Angebote zur Schuldenprävention
Die Projektidee „Prahlhans und Geizkragen“ baut auf einer mehrjährigen Erfahrung auf: Seit vier Jahren organisiert Karin Oberzier Angebote zur Schuldenprävention in Kitas, Familienzentren, Schulen und im Offenen Ganztagsbereich. Rund 1.500 Kinder, Jugendliche und auch Erwachsene haben bisher an ihren Veranstaltungen teilgenommen. „Dabei ist es uns gelungen, viele unterschiedliche Zielgruppen anzusprechen“, freut sich Oberzier, „von Vorschul- und Grundschulkindern über Jugendliche bis zu jungen Erwachsenen und Eltern.“ Ihre Teilzeitstelle ist in das Team der Schuldnerberatung integriert, die vom Diakonischen Werk Köln und Region und dem Caritasverband RheinBerg getragen wird. Finanziert wurde sie bisher von der „RheinEnergie-Stiftung Familie“, die Projekte im Versorgungsgebiet der RheinEnergie AG fördert, um das Familienleben zu stärken.

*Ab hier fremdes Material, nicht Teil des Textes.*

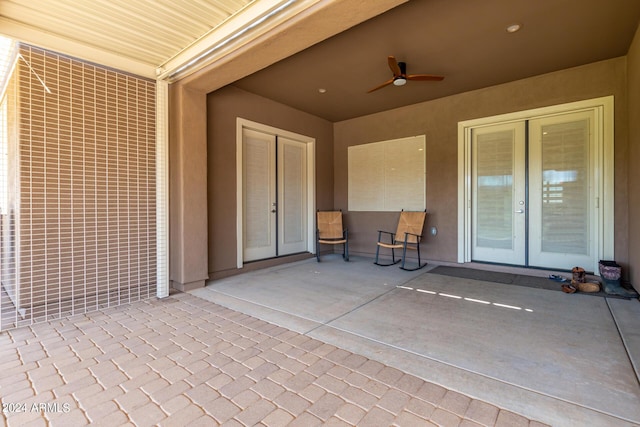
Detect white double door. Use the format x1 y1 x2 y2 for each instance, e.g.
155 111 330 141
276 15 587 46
242 128 308 262
471 111 599 269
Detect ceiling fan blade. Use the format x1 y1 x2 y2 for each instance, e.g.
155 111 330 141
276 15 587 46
407 74 444 81
367 79 394 93
388 56 402 77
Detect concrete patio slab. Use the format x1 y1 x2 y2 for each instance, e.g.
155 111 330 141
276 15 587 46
197 258 640 426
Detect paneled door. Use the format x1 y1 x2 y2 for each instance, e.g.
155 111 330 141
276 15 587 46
277 136 307 255
242 128 307 261
242 129 277 261
471 122 527 265
471 111 599 269
529 111 599 268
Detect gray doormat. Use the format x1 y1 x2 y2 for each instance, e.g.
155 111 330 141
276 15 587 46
429 265 631 299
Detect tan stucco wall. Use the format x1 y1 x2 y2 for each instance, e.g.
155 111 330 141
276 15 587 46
207 86 334 278
627 27 640 289
334 58 637 276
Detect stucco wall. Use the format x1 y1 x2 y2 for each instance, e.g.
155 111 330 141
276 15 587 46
334 57 637 276
627 27 640 289
207 86 333 278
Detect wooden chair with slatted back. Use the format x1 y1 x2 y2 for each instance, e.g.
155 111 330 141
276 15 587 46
316 211 349 262
374 210 427 271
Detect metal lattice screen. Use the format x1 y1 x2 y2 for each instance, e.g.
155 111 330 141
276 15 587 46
0 45 157 330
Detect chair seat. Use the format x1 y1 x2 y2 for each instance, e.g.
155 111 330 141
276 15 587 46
374 210 427 270
316 211 349 262
318 239 347 245
378 242 418 250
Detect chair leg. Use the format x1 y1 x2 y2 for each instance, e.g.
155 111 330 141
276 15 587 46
400 243 427 271
374 246 401 267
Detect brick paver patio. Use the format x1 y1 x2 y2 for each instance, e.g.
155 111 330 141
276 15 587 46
0 293 543 427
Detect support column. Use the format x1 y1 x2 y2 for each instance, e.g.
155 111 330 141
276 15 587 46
169 83 208 291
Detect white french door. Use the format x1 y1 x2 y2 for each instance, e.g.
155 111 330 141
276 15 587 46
242 129 277 261
529 111 599 268
277 136 307 255
471 110 601 269
472 122 526 265
241 128 308 261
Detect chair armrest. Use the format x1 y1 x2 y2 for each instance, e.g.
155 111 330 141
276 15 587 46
378 230 395 243
404 231 422 242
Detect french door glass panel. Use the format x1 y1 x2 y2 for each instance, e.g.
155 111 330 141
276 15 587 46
242 129 276 261
472 122 526 265
530 112 596 269
278 137 307 255
242 128 307 261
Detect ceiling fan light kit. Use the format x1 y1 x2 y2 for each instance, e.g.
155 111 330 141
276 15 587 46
367 56 444 93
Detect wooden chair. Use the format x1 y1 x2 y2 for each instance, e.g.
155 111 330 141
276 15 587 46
374 210 427 271
316 211 349 262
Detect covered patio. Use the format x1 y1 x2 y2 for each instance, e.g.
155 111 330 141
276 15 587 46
192 255 640 426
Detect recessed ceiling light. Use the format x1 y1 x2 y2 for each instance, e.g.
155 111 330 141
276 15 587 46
505 24 522 33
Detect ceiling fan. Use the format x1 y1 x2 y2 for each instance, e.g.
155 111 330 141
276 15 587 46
367 56 444 93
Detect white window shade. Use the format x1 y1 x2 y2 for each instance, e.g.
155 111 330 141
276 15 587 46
348 135 426 211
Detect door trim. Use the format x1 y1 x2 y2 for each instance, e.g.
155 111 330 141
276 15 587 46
458 96 614 271
236 117 316 268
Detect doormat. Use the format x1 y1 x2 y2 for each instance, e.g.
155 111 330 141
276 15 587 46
429 265 631 300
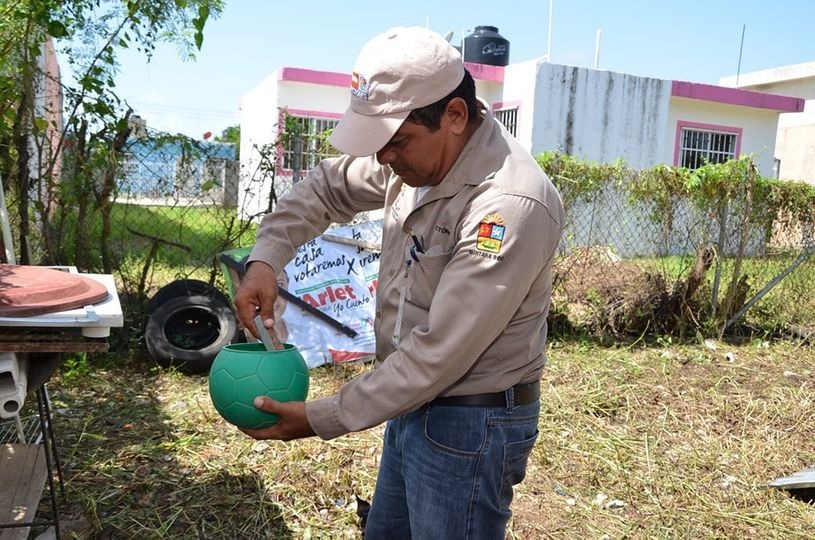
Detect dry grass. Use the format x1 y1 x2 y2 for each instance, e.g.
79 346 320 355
39 343 815 539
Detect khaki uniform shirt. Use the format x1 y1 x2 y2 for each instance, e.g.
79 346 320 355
250 109 564 439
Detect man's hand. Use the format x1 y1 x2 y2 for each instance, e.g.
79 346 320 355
235 261 277 338
241 396 315 441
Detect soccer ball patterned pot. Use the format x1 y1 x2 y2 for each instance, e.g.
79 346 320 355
209 343 309 429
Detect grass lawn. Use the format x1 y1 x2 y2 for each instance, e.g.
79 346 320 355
38 341 815 539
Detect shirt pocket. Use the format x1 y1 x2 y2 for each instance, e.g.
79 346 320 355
405 246 452 309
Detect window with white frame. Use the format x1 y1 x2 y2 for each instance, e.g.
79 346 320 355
283 115 339 172
678 127 738 170
495 107 518 137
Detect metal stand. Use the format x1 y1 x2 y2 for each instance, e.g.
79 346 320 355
0 384 65 540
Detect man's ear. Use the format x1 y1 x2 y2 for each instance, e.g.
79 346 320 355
444 97 469 135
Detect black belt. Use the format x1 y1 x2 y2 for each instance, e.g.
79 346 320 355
429 381 540 407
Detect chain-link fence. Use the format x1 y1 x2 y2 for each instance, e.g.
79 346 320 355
9 134 815 342
550 154 815 335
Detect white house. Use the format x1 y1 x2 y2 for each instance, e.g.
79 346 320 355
239 46 815 217
719 62 815 184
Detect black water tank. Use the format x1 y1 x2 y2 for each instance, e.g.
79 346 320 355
463 26 509 66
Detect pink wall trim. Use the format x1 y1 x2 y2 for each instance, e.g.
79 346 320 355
492 101 521 111
671 81 804 112
464 62 504 83
277 62 504 87
277 67 351 87
674 120 744 167
281 108 342 120
492 101 522 137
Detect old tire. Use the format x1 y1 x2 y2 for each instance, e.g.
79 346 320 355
144 295 238 373
147 279 231 314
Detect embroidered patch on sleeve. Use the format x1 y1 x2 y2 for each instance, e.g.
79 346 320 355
475 213 506 253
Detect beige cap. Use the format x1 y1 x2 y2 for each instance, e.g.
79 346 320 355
329 27 464 156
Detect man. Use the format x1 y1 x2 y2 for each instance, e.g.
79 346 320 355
236 28 563 540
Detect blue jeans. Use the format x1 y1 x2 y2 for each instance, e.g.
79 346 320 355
365 394 540 540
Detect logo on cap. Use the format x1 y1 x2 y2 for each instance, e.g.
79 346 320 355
351 71 368 101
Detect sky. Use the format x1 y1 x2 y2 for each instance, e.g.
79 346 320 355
86 0 815 138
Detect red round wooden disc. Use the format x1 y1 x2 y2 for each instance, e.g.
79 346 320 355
0 264 108 317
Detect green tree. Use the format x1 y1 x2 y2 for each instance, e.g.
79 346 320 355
0 0 223 266
215 126 241 159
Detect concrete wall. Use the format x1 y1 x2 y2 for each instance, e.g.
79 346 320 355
661 97 778 176
238 74 278 219
531 63 671 169
719 62 815 184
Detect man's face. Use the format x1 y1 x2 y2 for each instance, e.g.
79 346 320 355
376 118 458 187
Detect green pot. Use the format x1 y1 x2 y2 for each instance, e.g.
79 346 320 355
209 343 309 429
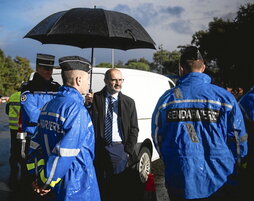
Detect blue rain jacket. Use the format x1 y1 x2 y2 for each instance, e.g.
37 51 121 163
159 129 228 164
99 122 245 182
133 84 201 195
20 91 57 137
239 86 254 122
33 86 100 201
152 72 247 199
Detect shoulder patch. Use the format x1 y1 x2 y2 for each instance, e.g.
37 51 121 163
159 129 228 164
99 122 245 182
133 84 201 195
20 94 27 102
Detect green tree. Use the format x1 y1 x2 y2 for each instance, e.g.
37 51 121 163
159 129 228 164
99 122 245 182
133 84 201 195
0 49 33 96
192 4 254 90
123 58 150 71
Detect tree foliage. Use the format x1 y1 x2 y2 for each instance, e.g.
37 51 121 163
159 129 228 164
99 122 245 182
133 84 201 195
0 49 33 96
152 46 180 74
192 4 254 90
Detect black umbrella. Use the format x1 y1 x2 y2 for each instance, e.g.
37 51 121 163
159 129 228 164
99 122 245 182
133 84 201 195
24 8 156 90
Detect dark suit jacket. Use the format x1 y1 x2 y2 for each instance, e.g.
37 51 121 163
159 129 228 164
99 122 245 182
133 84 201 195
91 87 139 156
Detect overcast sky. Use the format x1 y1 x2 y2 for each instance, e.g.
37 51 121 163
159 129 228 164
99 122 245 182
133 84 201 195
0 0 254 67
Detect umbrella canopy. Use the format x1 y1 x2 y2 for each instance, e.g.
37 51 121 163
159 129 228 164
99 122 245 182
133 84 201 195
24 8 156 50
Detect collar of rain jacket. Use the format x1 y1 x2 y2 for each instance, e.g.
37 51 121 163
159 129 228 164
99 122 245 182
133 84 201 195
58 86 84 104
177 72 211 85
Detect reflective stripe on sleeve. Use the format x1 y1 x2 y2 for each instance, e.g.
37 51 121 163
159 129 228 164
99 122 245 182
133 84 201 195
158 99 233 110
59 148 80 157
48 112 65 122
26 159 45 170
40 170 61 188
40 157 61 187
30 140 40 149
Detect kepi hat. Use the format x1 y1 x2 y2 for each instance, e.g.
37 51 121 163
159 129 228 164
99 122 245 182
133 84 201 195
59 56 91 72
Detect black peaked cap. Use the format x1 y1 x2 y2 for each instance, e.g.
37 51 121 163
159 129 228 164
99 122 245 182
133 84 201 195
36 53 55 68
59 56 91 72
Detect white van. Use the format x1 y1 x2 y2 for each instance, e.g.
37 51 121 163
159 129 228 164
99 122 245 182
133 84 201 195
53 67 175 183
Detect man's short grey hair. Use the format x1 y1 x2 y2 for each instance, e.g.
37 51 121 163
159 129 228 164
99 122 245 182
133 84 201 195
61 70 76 86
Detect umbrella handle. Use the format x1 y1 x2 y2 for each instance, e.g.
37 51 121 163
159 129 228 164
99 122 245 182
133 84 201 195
89 48 94 93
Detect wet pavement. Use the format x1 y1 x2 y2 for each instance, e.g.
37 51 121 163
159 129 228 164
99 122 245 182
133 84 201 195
0 103 169 201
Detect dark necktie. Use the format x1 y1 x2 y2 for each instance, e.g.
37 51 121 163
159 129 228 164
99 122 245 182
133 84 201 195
104 96 113 145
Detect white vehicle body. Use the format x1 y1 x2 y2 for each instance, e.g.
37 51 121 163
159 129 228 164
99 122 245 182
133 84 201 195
53 67 175 182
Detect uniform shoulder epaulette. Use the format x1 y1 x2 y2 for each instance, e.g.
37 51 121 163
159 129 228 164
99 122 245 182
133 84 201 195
20 81 31 93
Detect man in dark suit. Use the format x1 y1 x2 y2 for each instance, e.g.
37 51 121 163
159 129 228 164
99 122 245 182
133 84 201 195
86 68 139 201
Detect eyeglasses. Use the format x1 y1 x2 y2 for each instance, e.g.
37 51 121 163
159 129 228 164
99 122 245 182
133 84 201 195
109 79 124 82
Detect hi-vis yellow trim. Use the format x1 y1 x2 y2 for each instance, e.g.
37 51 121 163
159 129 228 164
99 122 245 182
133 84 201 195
26 159 45 170
40 169 61 188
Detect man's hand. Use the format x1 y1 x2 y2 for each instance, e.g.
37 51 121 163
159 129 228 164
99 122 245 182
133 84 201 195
32 181 51 196
85 93 93 105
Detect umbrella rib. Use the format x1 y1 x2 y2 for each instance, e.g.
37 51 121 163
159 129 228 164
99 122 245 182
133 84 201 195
47 11 67 36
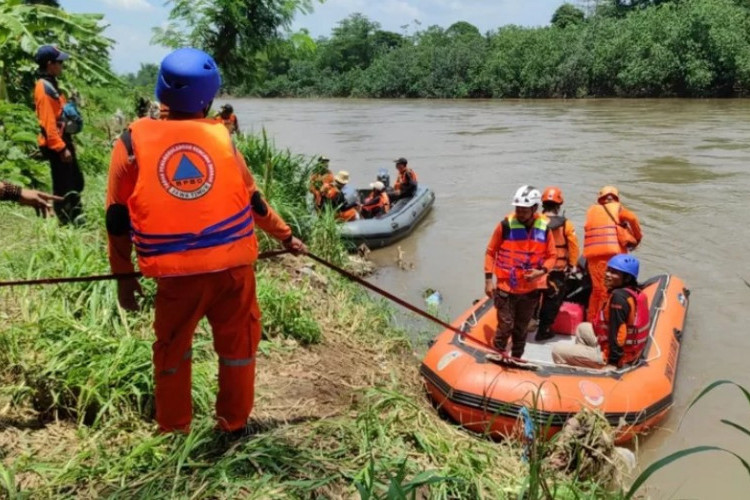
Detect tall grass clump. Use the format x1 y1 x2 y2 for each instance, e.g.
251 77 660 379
308 205 347 266
237 129 313 248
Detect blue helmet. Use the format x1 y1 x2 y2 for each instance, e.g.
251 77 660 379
607 253 640 280
156 47 221 113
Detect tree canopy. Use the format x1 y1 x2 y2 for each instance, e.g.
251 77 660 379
153 0 314 88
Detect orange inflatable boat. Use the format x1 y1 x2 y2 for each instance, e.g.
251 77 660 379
421 275 689 443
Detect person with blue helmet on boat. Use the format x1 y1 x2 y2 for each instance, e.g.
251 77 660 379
552 254 651 368
106 48 307 436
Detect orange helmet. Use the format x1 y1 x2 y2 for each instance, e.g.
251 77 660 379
542 186 563 205
597 186 620 201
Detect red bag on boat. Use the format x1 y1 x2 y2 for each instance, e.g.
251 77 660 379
550 302 583 335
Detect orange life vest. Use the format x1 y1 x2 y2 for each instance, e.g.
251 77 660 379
216 113 237 133
362 191 391 213
310 172 333 207
583 201 624 259
495 214 548 294
594 288 651 366
545 215 570 271
128 118 258 277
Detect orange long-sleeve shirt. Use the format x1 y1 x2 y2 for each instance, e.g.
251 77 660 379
620 205 643 248
564 219 581 267
106 139 292 273
484 214 557 291
34 77 67 151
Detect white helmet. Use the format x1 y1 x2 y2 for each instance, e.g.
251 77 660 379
513 186 542 207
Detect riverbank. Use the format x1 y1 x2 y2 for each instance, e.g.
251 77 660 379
0 96 636 498
0 188 536 498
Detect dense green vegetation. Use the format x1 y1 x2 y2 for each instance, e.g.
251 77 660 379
238 0 750 98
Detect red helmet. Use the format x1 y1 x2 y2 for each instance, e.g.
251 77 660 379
542 186 563 205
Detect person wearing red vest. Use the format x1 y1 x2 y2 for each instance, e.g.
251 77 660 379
106 48 307 435
552 254 651 368
534 186 578 342
359 181 391 219
484 186 556 358
583 186 642 322
34 45 84 224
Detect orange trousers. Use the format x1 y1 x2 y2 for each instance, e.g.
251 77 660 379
586 255 613 324
153 266 261 432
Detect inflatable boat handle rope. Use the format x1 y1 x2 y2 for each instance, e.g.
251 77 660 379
0 250 536 369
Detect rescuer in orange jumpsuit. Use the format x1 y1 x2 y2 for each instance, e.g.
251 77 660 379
583 186 643 323
106 48 307 434
34 45 84 224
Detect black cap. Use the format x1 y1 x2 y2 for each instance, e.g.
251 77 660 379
34 45 70 66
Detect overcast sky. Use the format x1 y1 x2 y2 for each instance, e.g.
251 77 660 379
60 0 585 73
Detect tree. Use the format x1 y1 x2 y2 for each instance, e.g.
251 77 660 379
0 0 119 101
319 12 383 72
153 0 322 87
551 3 584 28
124 63 159 87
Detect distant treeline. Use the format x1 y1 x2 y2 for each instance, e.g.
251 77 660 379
247 0 750 98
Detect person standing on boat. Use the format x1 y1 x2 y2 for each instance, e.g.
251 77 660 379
106 48 307 435
309 156 333 209
552 254 650 368
392 157 417 199
216 103 240 134
359 181 391 219
34 45 84 225
484 186 557 358
583 186 642 322
323 170 359 222
535 186 578 341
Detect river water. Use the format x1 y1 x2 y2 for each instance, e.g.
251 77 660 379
232 99 750 499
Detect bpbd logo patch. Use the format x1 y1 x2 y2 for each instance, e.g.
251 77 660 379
158 142 216 200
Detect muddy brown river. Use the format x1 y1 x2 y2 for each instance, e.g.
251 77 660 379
232 99 750 499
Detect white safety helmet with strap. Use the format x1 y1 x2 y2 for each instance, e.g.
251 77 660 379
513 185 542 207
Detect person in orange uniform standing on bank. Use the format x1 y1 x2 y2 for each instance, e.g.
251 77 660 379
535 186 579 341
34 45 84 224
583 186 643 323
484 186 556 358
106 48 307 434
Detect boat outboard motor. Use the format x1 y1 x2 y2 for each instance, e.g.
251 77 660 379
376 168 391 189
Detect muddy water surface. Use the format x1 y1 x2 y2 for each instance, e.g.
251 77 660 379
232 99 750 499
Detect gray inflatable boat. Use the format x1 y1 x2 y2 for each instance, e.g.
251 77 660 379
341 184 435 248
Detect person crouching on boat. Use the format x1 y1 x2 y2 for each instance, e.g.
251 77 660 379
391 158 418 200
552 254 650 368
484 186 557 358
323 170 359 222
359 181 391 219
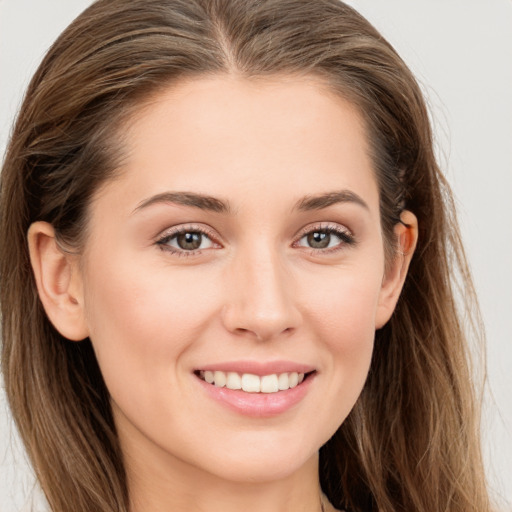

Nachfrage in Schulen steigt
„Die Nachfrage vor allem durch Lehrer an weiterführenden Schulen steigt“, berichtet Christiane Heger, Leiterin der Schuldnerberatung in Bergisch Gladbach. Da Karin Oberzier dies alleine kaum noch abdecken kann, ist eine Ausweitung auf ehrenamtliches Engagement geplant. Die Diakonikerin möchte ehrenamtlich Engagierte, die zum Beispiel aus dem pädagogischen Bereich oder der Finanzbranche stammen, zukünftig ausbilden und anleiten: „Dies bedeutet auch, den eigenen Umgang mit Geld zu reflektieren, sich mit Ein- und Ausgaben auseinanderzusetzen und Finanzdienstleistungen nutzen zu lernen.“

Hinweis auf Schuldenfallen
Erst dann sei ein glaubwürdiger Auftritt vor Jugendlichen möglich, zum Beispiel an Haupt- und Realschulen: Hier stellen die Jugendlichen Einnahmen und Ausgaben in einer praxisnahen Budgetplanung gegenüber. Sie befassen sich mit Handyrechnungen und Kreditkäufen und den Kosten einer eigenen Wohnung, inklusive Miete, Strom, Wasser, Telefon und Internet, GEZ-Gebühren und Versicherungen. Sie lernen verschiedene Kreditformen kennen und werden auf Schuldenfallen hingewiesen. Insbesondere Haupt-, Förder- und Berufsschulen mit sozialpädagogischer Betreuung zeigen großes Interesse an den Informationen der Schuldnerberatung. „Da gerade Schüler mit geringer Qualifikation potentiell gefährdet sind, sich über den Tisch ziehen zu lassen“, meint Oberzier. „Gerade bei den Jüngeren ist die Entwicklung von Überschuldung erschreckend.“

Schuldenprävention beginnt schon im Kindergarten
Darum möchte Karin Oberzier auch schon jüngeren Kindern vermitteln, „dass man für Geld nicht alles kaufen kann“ und „Geld nichts anderes als ein Tauschmittel für Waren oder Dienstleistungen ist.“ Nach ihrer Erfahrung wissen schon die Kleinen sehr wohl um den besonderen Stellenwert des Geldes, je nachdem, wie offen in der jeweiligen Familie über Geld und finanzielle Vorgänge gesprochen wird. „Es besitzen zu wollen, stellt auch für sie einen großen Reiz dar.“ Um das Thema auch in den Familien anzustoßen, organisiert die Sozialpädagogin Elternnachmittage und -abende zu „Konsumerziehung und Taschengeld“. Auch die Erzieherinnen lernen in speziellen Fortbildungen etwas über „Frühe Konsum- und Gelderziehung in der Kita“. Oberzier: „Warum Menschen in die Schuldenfalle hinein geraten, mag von Fall zu Fall ein sehr persönliches Schicksal sein.“ Grundlegende Ursachen sieht sie aber auch in der „Verführung der Werbeindustrie mit ihren vielfältigen Konsumanreizen.“ Die immer noch weit verbreitete Haltung „Über Geld spricht man nicht“ unterstütze zudem die Unkenntnis und im Umgang mit Geld und Finanzdienstleistungen. Dem will die Schuldenprävention entgegenwirken.